Grocery prices, though, edged up 0.2% last month and were 2.3% above their average costs 12 months earlier. Those price increases, though smaller than they were last year, are still faster than was typically true before the pandemic.

Some individual grocery items rose sharply last month: Beef jumped 1.2% from September to October. Milk and processed fruits and vegetables rose 1%. Grocery prices overall are up 23% from their pre-pandemic level.

Since March 2022, the Fed has raised its key rate 11 times from near zero to roughly 5.4% in its drive to curb inflation. Most economists think its next move will be to cut rates, with the first cut possibly occurring as early as late spring.

On Tuesday, Christopher Waller, a key Fed official, suggested that a rate cut is possible by spring if inflation continued to head lower. Waller sounded the most optimistic notes of any Fed official since the central bank launched its streak of rate hikes, and he signaled that the rate increases are likely over.

On Wednesday, the government reported that American consumers spent enough to help drive the economy to a brisk 5.2% annual pace from July through September.
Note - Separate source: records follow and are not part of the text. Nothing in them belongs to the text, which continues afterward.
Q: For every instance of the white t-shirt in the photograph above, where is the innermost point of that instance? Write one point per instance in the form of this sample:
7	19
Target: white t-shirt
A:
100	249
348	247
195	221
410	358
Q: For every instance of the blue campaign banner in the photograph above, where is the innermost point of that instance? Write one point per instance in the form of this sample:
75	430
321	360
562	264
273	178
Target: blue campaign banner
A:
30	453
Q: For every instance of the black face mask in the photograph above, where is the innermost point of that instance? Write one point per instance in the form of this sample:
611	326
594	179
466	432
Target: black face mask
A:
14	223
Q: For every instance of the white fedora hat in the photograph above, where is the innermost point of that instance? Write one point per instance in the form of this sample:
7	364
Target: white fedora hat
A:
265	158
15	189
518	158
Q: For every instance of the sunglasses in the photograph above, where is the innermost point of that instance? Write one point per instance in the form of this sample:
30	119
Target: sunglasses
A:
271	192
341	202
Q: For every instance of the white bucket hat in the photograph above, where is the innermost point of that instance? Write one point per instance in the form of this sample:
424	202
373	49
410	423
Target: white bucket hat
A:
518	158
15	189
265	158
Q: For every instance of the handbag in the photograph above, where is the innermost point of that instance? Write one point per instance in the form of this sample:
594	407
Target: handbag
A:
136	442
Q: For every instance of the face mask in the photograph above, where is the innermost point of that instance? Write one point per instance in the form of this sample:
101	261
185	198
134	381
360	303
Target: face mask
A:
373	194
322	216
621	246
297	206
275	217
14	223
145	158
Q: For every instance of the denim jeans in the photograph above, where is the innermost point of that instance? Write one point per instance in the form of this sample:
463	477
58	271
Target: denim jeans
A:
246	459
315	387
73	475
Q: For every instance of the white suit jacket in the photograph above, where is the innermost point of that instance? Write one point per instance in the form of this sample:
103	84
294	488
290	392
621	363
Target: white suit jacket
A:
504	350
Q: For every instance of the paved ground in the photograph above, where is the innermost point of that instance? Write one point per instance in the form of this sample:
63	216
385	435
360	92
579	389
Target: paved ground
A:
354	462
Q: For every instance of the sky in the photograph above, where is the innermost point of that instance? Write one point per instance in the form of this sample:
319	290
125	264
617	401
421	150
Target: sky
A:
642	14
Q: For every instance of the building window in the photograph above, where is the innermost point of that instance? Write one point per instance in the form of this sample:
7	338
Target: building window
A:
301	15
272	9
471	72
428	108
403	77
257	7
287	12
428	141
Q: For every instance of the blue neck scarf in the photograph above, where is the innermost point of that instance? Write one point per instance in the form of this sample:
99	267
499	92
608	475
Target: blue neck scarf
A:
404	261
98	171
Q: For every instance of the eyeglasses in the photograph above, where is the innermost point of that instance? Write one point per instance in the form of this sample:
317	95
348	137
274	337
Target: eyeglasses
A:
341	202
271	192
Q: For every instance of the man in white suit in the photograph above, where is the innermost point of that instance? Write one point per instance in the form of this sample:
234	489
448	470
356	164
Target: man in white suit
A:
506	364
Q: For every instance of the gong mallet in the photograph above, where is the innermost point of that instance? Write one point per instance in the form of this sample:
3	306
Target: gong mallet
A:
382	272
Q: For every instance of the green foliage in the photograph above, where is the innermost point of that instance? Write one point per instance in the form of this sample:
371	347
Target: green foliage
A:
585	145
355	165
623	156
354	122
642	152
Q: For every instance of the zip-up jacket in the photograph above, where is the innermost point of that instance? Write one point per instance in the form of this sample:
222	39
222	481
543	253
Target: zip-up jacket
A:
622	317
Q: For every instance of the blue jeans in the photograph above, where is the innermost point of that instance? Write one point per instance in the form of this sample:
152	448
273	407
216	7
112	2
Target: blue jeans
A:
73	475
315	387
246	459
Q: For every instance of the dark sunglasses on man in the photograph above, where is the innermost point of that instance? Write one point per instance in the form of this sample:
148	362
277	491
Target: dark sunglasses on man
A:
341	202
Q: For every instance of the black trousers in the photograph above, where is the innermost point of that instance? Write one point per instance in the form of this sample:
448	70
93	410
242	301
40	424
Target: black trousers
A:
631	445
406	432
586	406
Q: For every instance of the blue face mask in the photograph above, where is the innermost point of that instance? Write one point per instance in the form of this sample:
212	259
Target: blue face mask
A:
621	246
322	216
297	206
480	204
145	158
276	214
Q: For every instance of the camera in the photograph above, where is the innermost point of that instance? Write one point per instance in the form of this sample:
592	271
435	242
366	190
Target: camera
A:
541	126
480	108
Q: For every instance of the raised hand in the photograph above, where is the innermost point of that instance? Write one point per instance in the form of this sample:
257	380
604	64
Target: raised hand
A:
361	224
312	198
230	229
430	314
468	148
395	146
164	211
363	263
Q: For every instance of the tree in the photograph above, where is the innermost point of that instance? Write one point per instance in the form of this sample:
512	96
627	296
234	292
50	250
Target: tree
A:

In today’s report, the government said that consumer spending last month rose a modest 0.2%.

Most economists say growth is likely slowing sharply in the current October-December period from the cumulative effects of higher borrowing rates on consumer and business spending.

Inflation rocketed up during the pandemic as cooped-up Americans ramped up spending on furniture, appliances, and electronics just as global supply chains became snarled and unable to meet the accelerating demand for goods. Russia’s invasion of Ukraine also escalated food and energy costs.

Inflation, according to the Fed’s preferred gauge reported today, peaked at 7.1% in June 2022. The central bank’s rate rate hikes have elevated the costs of mortgages, auto loans and other forms of consumer borrowing as well as business loans. The Fed’s goal in tightening credit has been to slow borrowing and spending cool the economy and tame inflation.

Even as inflation has cooled, overall prices remain much higher than they were before the pandemic erupted in February 2020, leaving many Americans with a gloomy outlook on the economy. Consumer prices are still about 19% higher than they were right before the pandemic struck. Most Americans’ wages have risen slightly more than that. But inflation-adjusted wages haven’t increased as quickly as they did before the pandemic.

Still, most economists say they are now confident that inflation will fall steadily to the Fed’s 2% target over the next year or so. Real-time data shows that the cost of new rents, one of the largest components of the government’s price indexes, have fallen steadily. Over time, those figures feed into the government’s measure and should contribute to lower reported inflation.

Some Fed officials are sounding more optimistic about where they think inflation is headed. In his remarks Tuesday, Waller said he was “increasingly confident” that the Fed’s interest rate policies are “well-positioned to slow the economy and get inflation back to 2%.”

The U.S. inflation gauge that was issued today, called the personal consumption expenditures price index, is separate from the government’s better-known consumer price index. The government reported earlier this month that the CPI rose 3.2% in October from 12 months earlier.

The Fed prefers the PCE index in part because it accounts for changes in how people shop when inflation jumps — when, for example, consumers shift away from pricey national brands in favor of cheaper store brands.